This post is part of my LinkedIn series: Wow! How? Health. I welcome comments on either platform.
Thirty-three years ago today, on September 5, 1991, activists unfurled a giant, inflatable condom over a U.S. Senator’s house. Don’t believe me? Watch a 30-second news clip or a 5-minute documentary about the action.
It was a splashy way to announce the formation of the Treatment Action Group (TAG), an offshoot of the AIDS Coalition to Unleash Power (ACT UP), and to draw attention to Senator Jesse Helms’s hateful statements and policy proposals related to the AIDS crisis. As Peter Staley, a TAG organizer, wrote: “One of the best tools an activist can use is humor. If you can get folks laughing at your target’s expense, you diminish his power.”
ACT UP, TAG, and other AIDS activists demanded – and won – seats at the negotiating table with policymakers, researchers, and funders. Crucially, some activists became experts in the science of their own disease. As Steven Epstein put it in his book, Impure Science:
Perhaps the most striking feature on the landscape of AIDS politics is the development of an “AIDS movement” that is more than just a “disease constituency” pressuring the government for more funding, but is in fact an alternative basis of expertise.
Other radical health movements have borrowed from the ACT UP and TAG playbooks when they felt shut out, left out, or ignored.
For example, the National Breast Cancer Coalition used similar in-your-face lobbying tactics to increase research funding. They also teach advocates how to engage in high-level scientific discussions. Patients who identified, named, and measured Long Covid more recently took up the mantle of building a movement based on expertise (with the overlay of public actions to draw attention to their plight). And psychedelic outlaws who live with cluster headache are pursuing citizen science because mainstream health care has failed them.
Where else have you seen patients, survivors, and caregivers not only lobbying for research funding, but also contributing to the research as experts in their own right? Please share in the comments.
Wendy Sue Swanson says
This doesn’t answer your question exactly — just another share for attention getting tactics in health for misunderstood causes. Your post reminds me of the dude who planned to bury his Bentley suggesting that when he died he would put his beloved car in the ground as well. People were outraged and annoyed with the idea of such waste.
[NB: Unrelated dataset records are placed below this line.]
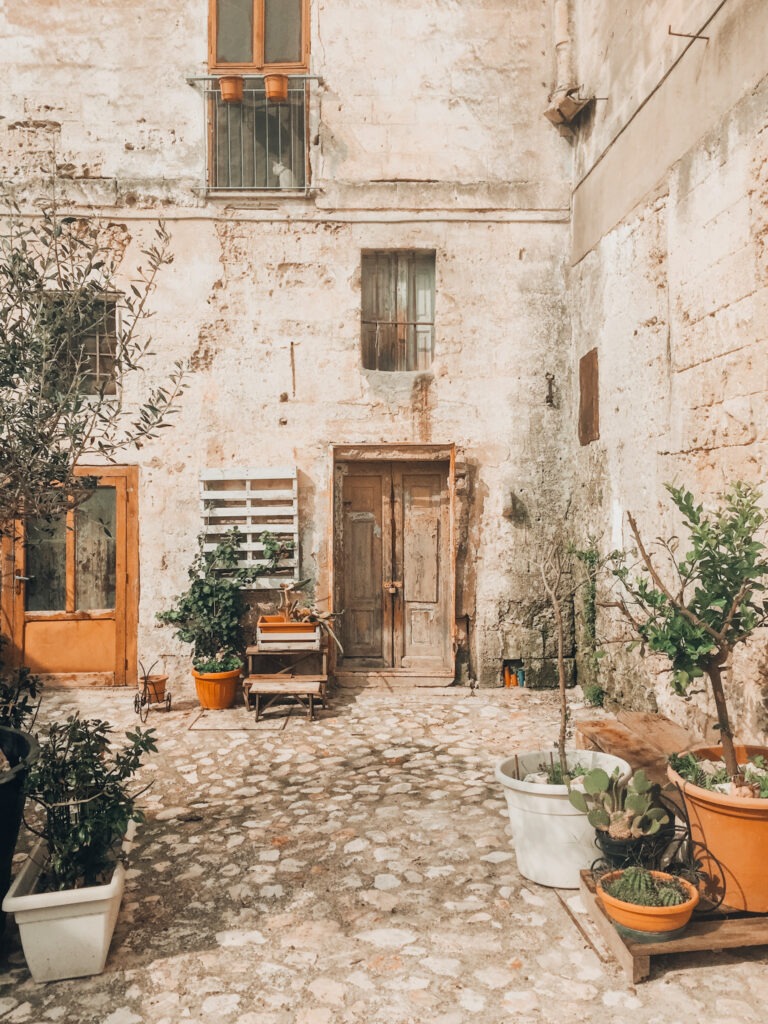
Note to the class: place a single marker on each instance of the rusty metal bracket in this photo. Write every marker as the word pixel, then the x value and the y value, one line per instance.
pixel 687 35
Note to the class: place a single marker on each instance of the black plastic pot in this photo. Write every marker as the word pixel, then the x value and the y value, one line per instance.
pixel 645 851
pixel 22 750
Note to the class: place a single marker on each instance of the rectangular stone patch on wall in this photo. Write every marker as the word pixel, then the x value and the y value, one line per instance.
pixel 589 406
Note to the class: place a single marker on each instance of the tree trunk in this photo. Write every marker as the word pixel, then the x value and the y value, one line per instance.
pixel 714 671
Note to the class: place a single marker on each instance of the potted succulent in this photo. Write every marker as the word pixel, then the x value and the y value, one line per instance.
pixel 647 906
pixel 67 895
pixel 627 814
pixel 715 603
pixel 18 751
pixel 210 611
pixel 553 840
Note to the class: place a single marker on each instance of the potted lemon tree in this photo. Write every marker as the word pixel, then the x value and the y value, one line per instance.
pixel 695 609
pixel 209 614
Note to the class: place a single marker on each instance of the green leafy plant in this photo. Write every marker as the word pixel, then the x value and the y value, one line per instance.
pixel 82 787
pixel 642 888
pixel 19 695
pixel 713 598
pixel 58 294
pixel 209 614
pixel 625 808
pixel 594 695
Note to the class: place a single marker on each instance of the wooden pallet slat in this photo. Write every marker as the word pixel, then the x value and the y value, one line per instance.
pixel 718 930
pixel 254 500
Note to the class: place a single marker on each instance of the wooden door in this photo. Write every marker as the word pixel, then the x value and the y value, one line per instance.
pixel 71 588
pixel 395 567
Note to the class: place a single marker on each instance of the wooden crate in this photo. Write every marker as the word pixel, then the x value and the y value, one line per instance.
pixel 721 929
pixel 275 633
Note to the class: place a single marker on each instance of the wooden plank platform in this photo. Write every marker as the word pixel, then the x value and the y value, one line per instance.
pixel 719 930
pixel 279 685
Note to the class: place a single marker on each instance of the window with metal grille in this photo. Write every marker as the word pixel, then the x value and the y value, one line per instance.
pixel 397 309
pixel 82 333
pixel 257 143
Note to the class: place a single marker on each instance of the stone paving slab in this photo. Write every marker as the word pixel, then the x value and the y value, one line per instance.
pixel 357 868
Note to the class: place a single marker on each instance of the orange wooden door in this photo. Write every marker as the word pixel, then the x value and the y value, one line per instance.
pixel 71 597
pixel 395 576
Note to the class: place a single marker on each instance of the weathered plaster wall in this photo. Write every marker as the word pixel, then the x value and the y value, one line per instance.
pixel 675 297
pixel 426 132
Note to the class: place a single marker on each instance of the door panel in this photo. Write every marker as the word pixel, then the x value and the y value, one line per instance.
pixel 422 537
pixel 394 554
pixel 73 606
pixel 366 624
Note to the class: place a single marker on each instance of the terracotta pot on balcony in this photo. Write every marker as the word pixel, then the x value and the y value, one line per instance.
pixel 231 88
pixel 276 88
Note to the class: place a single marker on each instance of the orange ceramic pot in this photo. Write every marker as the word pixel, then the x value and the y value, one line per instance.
pixel 730 836
pixel 275 87
pixel 231 88
pixel 155 687
pixel 216 690
pixel 663 922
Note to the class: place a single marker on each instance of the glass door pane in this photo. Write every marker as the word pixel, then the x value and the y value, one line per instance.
pixel 46 565
pixel 95 554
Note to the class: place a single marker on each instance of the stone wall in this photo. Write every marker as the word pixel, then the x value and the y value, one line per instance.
pixel 426 132
pixel 672 287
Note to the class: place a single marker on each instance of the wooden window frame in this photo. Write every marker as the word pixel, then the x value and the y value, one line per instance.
pixel 404 260
pixel 258 65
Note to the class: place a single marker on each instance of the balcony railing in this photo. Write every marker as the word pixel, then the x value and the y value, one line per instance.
pixel 257 144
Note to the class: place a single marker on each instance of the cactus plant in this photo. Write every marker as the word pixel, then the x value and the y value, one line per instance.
pixel 644 888
pixel 625 808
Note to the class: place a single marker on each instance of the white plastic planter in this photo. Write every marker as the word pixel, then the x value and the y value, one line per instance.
pixel 553 841
pixel 65 934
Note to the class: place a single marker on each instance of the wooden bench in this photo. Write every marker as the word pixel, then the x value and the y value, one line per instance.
pixel 265 689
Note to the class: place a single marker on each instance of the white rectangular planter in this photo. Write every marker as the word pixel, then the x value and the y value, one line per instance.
pixel 65 934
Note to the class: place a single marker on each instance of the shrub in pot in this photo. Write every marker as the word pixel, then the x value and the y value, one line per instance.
pixel 553 840
pixel 18 750
pixel 67 896
pixel 209 613
pixel 696 612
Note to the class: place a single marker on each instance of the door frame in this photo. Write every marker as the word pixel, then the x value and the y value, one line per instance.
pixel 372 454
pixel 13 615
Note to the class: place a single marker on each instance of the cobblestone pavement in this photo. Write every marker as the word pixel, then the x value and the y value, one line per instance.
pixel 354 869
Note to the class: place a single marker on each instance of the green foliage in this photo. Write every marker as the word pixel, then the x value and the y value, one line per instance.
pixel 209 613
pixel 638 886
pixel 19 695
pixel 690 768
pixel 594 694
pixel 82 786
pixel 718 597
pixel 625 808
pixel 57 290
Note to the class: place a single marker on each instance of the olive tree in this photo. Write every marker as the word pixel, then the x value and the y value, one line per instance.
pixel 73 343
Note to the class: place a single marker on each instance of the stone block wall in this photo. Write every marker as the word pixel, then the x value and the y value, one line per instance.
pixel 674 295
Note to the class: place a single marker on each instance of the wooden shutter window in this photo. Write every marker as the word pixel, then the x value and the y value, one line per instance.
pixel 397 310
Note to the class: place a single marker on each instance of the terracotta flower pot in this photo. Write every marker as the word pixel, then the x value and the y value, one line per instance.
pixel 216 690
pixel 276 88
pixel 156 687
pixel 662 923
pixel 730 836
pixel 231 88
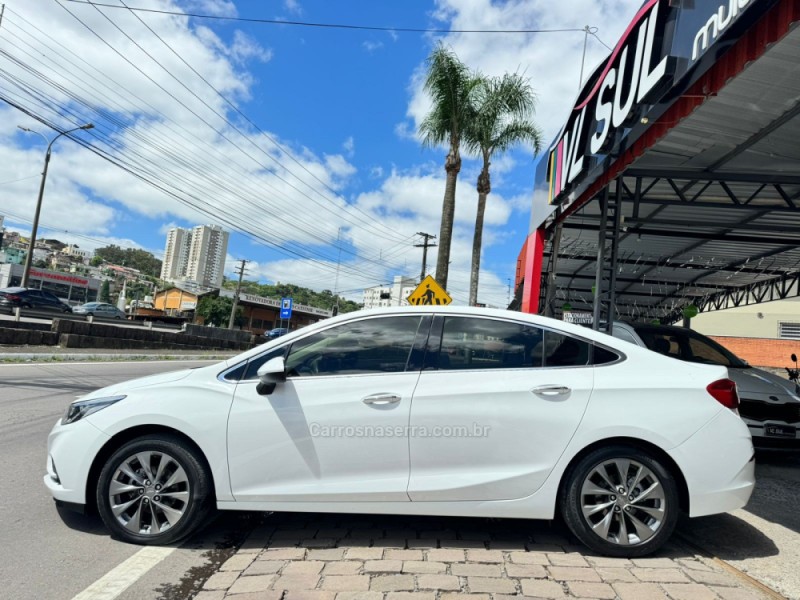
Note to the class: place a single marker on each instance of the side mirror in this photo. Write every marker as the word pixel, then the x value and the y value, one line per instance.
pixel 270 374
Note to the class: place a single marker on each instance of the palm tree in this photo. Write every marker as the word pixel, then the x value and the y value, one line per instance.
pixel 503 107
pixel 449 84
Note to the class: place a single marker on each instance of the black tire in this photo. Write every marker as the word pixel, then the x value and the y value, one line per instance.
pixel 194 491
pixel 625 511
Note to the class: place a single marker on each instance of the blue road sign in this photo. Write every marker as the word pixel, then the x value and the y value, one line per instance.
pixel 286 308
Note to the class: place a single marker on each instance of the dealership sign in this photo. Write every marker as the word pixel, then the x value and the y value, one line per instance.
pixel 667 46
pixel 59 277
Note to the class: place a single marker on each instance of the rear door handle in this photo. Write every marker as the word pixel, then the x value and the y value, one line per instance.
pixel 381 399
pixel 551 390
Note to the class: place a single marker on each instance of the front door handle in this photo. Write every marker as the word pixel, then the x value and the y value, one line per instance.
pixel 381 399
pixel 551 390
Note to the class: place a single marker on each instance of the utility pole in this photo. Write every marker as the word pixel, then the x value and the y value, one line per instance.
pixel 238 290
pixel 427 237
pixel 338 264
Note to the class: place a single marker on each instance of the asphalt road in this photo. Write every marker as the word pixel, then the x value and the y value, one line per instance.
pixel 44 555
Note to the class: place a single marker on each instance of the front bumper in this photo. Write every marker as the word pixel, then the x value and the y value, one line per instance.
pixel 71 449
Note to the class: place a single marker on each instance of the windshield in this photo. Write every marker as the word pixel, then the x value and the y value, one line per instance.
pixel 687 345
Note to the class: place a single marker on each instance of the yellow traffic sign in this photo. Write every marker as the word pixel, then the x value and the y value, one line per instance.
pixel 429 293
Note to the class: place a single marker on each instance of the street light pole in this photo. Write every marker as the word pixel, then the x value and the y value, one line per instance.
pixel 32 243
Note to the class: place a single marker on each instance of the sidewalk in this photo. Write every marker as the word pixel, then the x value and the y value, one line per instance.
pixel 57 354
pixel 362 557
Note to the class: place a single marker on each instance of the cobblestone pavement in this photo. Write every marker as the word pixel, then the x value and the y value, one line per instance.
pixel 347 557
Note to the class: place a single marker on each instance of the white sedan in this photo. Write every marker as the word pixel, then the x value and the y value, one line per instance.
pixel 426 411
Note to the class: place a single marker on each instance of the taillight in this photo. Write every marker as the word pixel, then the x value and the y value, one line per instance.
pixel 724 392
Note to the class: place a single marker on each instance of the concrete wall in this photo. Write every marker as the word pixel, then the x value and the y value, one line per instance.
pixel 81 334
pixel 755 321
pixel 761 352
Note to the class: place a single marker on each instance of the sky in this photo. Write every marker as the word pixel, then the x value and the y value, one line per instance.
pixel 300 140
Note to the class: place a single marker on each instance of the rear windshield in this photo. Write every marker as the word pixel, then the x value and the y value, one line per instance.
pixel 687 345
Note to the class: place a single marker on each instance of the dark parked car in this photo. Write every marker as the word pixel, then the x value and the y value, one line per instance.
pixel 274 333
pixel 100 309
pixel 11 298
pixel 770 405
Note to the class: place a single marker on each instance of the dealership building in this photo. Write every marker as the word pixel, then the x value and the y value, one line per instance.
pixel 674 185
pixel 75 289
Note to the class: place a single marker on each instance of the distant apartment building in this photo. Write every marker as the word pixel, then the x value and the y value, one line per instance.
pixel 176 254
pixel 196 255
pixel 79 253
pixel 395 294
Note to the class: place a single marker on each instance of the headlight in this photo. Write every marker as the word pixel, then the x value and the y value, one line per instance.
pixel 83 408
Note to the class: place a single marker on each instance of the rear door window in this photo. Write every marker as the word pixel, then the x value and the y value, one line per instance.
pixel 478 343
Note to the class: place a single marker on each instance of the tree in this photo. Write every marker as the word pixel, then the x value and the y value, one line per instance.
pixel 449 84
pixel 105 292
pixel 134 258
pixel 501 118
pixel 216 310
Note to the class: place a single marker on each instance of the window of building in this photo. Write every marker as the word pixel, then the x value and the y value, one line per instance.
pixel 788 330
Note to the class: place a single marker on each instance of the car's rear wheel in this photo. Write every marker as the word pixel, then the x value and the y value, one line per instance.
pixel 620 501
pixel 153 490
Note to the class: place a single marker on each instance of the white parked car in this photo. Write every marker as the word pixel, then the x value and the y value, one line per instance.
pixel 423 410
pixel 770 405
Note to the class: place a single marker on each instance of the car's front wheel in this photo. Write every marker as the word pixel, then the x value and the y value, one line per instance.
pixel 153 490
pixel 620 501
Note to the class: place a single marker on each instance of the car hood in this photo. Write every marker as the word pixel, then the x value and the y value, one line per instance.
pixel 132 384
pixel 758 384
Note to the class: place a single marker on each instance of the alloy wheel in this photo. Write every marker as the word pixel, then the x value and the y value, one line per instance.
pixel 623 502
pixel 149 493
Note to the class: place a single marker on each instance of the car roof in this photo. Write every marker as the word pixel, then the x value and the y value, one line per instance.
pixel 547 322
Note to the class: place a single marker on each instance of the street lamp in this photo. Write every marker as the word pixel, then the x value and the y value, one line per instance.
pixel 29 257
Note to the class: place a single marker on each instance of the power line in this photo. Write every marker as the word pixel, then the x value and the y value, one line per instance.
pixel 243 115
pixel 320 25
pixel 103 153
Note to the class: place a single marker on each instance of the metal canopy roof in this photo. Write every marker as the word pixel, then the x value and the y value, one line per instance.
pixel 710 213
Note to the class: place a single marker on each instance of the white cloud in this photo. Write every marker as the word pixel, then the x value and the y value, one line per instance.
pixel 349 146
pixel 245 48
pixel 220 8
pixel 371 46
pixel 293 6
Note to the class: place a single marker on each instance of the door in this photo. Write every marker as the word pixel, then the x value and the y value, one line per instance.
pixel 337 428
pixel 494 409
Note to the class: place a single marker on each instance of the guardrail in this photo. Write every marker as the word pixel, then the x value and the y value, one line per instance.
pixel 49 315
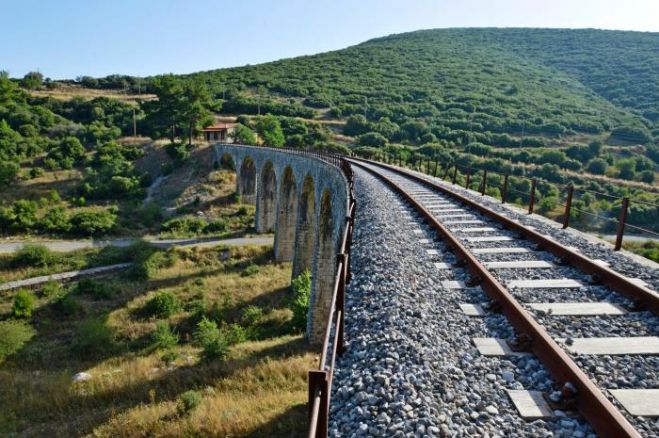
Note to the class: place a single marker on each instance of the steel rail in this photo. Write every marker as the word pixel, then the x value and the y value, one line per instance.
pixel 643 296
pixel 593 405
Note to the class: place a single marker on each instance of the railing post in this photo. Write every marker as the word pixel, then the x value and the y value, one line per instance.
pixel 568 206
pixel 340 302
pixel 621 223
pixel 484 182
pixel 319 379
pixel 504 192
pixel 532 200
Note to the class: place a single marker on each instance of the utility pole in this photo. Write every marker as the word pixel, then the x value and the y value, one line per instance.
pixel 134 124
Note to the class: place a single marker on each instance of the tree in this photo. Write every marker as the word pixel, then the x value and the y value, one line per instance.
pixel 647 176
pixel 356 125
pixel 270 131
pixel 166 112
pixel 195 105
pixel 597 166
pixel 243 135
pixel 33 80
pixel 372 139
pixel 8 172
pixel 626 168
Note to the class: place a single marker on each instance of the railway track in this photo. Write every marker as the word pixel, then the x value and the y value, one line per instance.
pixel 593 328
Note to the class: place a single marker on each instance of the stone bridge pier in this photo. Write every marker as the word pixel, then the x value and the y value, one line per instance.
pixel 304 200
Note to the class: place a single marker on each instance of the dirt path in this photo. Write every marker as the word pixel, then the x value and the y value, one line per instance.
pixel 72 245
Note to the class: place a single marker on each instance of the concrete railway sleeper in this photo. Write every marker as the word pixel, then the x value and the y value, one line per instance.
pixel 497 258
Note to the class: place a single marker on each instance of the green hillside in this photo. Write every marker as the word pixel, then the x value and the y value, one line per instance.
pixel 516 81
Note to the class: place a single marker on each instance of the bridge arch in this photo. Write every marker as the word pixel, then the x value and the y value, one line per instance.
pixel 246 181
pixel 286 217
pixel 305 236
pixel 324 270
pixel 266 199
pixel 281 179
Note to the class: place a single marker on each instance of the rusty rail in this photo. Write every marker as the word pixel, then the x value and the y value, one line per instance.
pixel 606 420
pixel 320 379
pixel 643 296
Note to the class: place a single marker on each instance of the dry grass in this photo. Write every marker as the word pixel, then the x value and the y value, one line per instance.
pixel 65 182
pixel 259 390
pixel 68 92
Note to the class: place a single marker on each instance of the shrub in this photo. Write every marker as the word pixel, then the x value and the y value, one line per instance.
pixel 209 337
pixel 299 305
pixel 163 336
pixel 93 222
pixel 99 290
pixel 217 226
pixel 235 334
pixel 66 305
pixel 250 270
pixel 92 338
pixel 185 224
pixel 162 305
pixel 23 304
pixel 188 401
pixel 251 315
pixel 178 152
pixel 13 336
pixel 169 356
pixel 32 255
pixel 51 289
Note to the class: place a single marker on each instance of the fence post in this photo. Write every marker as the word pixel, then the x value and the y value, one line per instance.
pixel 532 200
pixel 504 192
pixel 484 181
pixel 621 223
pixel 340 302
pixel 319 379
pixel 568 206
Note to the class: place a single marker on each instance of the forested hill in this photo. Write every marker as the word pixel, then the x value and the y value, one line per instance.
pixel 526 81
pixel 521 82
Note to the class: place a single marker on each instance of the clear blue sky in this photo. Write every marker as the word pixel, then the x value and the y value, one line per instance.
pixel 69 38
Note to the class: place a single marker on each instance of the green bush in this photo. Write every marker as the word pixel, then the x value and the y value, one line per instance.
pixel 235 334
pixel 209 337
pixel 217 226
pixel 299 305
pixel 51 289
pixel 99 290
pixel 93 337
pixel 13 336
pixel 186 224
pixel 66 305
pixel 162 305
pixel 23 304
pixel 32 255
pixel 251 315
pixel 93 223
pixel 250 270
pixel 188 401
pixel 163 336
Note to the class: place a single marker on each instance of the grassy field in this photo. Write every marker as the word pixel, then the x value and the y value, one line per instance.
pixel 140 382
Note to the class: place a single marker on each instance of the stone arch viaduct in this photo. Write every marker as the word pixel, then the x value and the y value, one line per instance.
pixel 304 200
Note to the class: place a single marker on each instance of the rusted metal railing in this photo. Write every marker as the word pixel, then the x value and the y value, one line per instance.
pixel 320 380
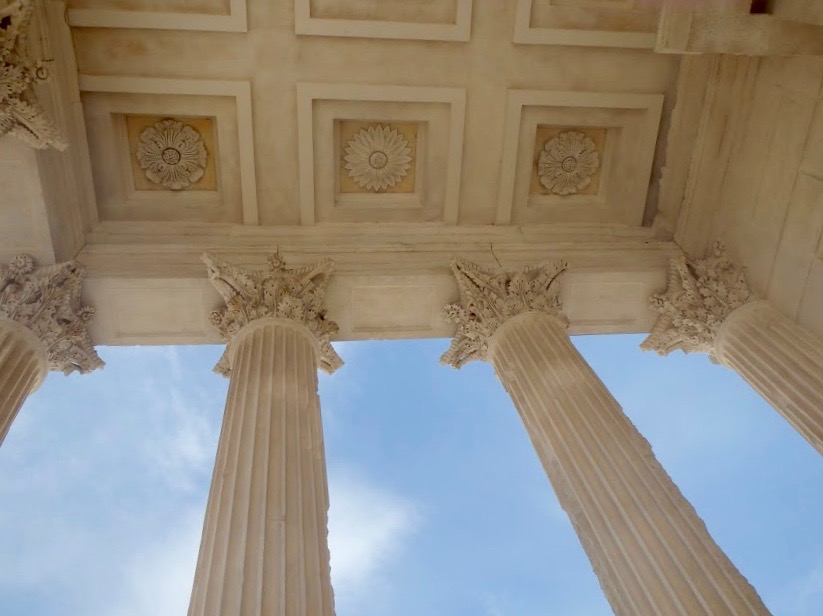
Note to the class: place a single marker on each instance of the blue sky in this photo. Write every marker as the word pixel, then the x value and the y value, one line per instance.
pixel 439 504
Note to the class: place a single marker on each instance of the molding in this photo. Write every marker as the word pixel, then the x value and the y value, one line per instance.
pixel 525 34
pixel 235 21
pixel 651 104
pixel 390 279
pixel 307 93
pixel 239 90
pixel 460 31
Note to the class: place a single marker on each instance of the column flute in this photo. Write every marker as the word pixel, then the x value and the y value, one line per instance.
pixel 649 549
pixel 264 548
pixel 42 328
pixel 709 307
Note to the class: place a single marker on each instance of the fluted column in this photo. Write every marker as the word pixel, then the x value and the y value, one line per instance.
pixel 264 548
pixel 649 549
pixel 709 307
pixel 23 366
pixel 42 327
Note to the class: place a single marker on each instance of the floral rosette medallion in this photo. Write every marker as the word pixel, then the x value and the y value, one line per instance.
pixel 172 154
pixel 567 163
pixel 377 158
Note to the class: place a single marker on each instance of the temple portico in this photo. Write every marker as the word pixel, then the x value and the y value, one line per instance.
pixel 505 174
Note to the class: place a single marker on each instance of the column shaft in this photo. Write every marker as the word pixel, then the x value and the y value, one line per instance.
pixel 780 360
pixel 23 366
pixel 264 549
pixel 650 550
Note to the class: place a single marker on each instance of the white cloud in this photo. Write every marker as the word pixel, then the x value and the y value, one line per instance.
pixel 368 528
pixel 158 579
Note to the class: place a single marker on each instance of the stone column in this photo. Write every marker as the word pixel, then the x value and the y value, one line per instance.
pixel 709 307
pixel 42 327
pixel 649 549
pixel 264 548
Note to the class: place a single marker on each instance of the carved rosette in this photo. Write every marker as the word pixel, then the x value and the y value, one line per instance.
pixel 701 293
pixel 20 112
pixel 46 300
pixel 567 163
pixel 172 154
pixel 377 158
pixel 278 292
pixel 488 299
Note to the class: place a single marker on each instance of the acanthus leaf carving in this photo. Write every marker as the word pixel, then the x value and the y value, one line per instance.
pixel 21 115
pixel 701 294
pixel 279 292
pixel 46 300
pixel 488 299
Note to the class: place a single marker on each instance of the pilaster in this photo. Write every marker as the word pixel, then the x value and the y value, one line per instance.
pixel 21 114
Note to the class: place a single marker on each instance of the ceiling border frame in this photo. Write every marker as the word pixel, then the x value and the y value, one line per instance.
pixel 235 21
pixel 459 31
pixel 525 34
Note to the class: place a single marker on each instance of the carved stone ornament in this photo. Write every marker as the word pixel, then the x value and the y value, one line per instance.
pixel 20 112
pixel 488 299
pixel 378 158
pixel 700 295
pixel 172 154
pixel 567 163
pixel 46 300
pixel 278 292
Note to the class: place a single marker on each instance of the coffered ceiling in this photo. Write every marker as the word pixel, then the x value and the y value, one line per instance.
pixel 283 93
pixel 389 135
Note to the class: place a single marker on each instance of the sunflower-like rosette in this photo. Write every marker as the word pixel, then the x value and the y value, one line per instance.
pixel 377 158
pixel 172 154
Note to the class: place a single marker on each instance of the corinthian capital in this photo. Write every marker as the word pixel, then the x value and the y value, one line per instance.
pixel 279 292
pixel 46 300
pixel 700 295
pixel 488 299
pixel 20 113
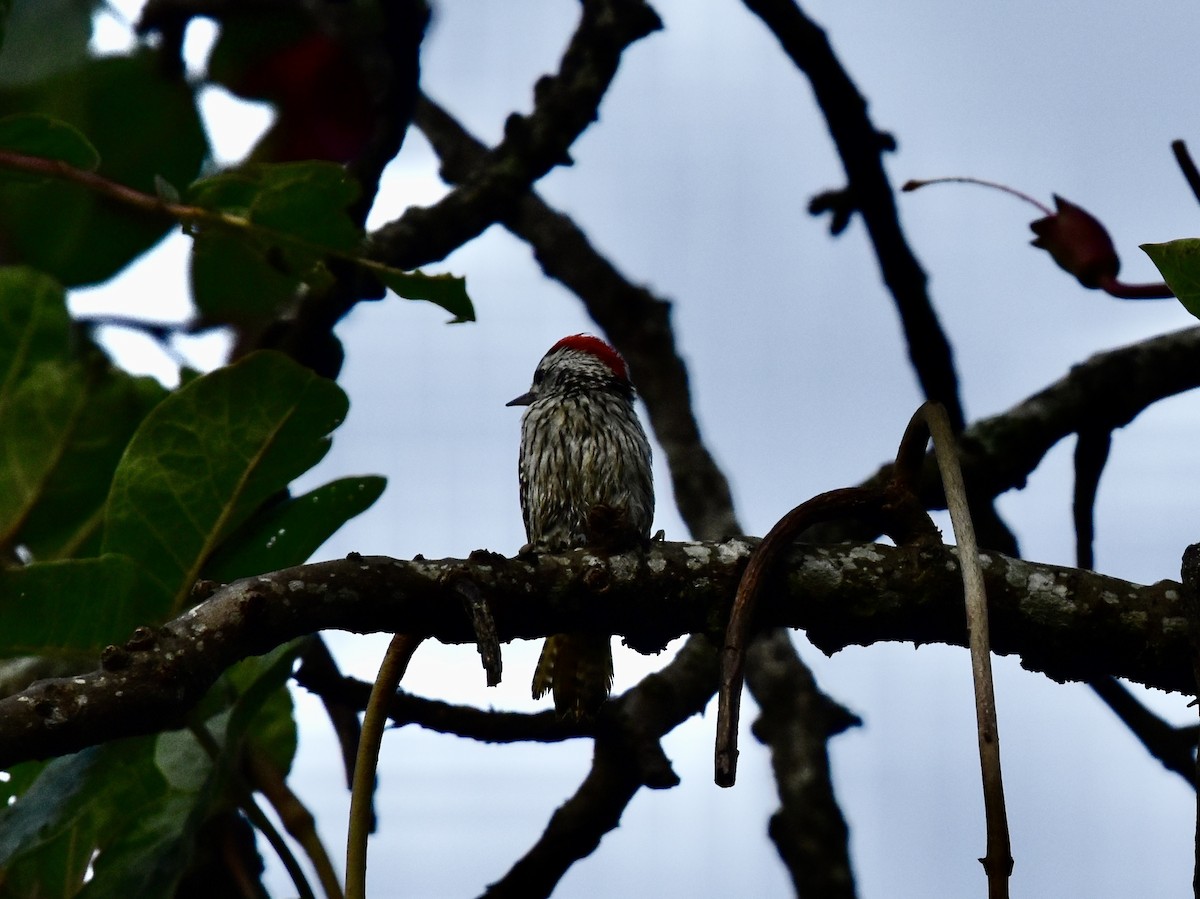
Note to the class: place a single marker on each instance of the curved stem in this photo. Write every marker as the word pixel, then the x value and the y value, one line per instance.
pixel 999 861
pixel 391 670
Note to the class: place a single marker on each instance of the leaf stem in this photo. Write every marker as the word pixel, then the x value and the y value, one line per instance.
pixel 391 670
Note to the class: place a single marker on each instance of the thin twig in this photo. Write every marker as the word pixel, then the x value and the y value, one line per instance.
pixel 847 502
pixel 999 861
pixel 391 670
pixel 297 819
He was in Brazil and widely known.
Turns out, it was an advertising ploy to grab attention — which it did — earning tons of media attention for the actual planned buriel of the luxury vehicle. The media bit and showed up to watch a lunatic billionaire put his car in the ground….
Genius Leo Burnett ad effort.
It was an advertising effort to build awareness for organ donation upon death in Brazil that had an exceedingly low rate, urging awareness that these vital organs shouldn’t be buried when they could potentially in some cases go on to improve the lives or health of another. Organ donation bumped over 33% in the first year after the campaign as I understand it. Not sure the rates for donation were sustained, but the immediate attention draw proved a great tactic for awareness and change.
Here’s a little media link on the stunt: https://www.dandad.org/awards/professional/2014/integrated-earned-media/23065/bentley-burial/
Susannah Fox says
That is a Wow! story for sure — and one that I had never heard. Thank you.
Last night I was trying to think of a headline for this post. My working title was just: Wow! How? ACT UP but that didn’t capture the spirit of how activists not only were brilliant at getting attention for their misunderstood/ignored/invisible causes but they also put in the work to become experts, to move the fight upstream from “let us into these clinical trials” to “let us contribute to the decisions guiding the basic science that is the precursor to drug development.” Typing “In-your-face Expertise” felt like a lightbulb moment (and for now, there are zero Google results for the phrase).
There’s an indelible line in Epstein’s book (linked in the post above) about how tactics had to shift to suit the task at hand, to engage with scientists instead of confronting them publicly because you can’t “scream a cure out of a test tube” (Impure Science, page 328). And yet the advocates never lost their fierceness. That’s the spirit I see in patient-led, survivor-led, caregiver-led communities.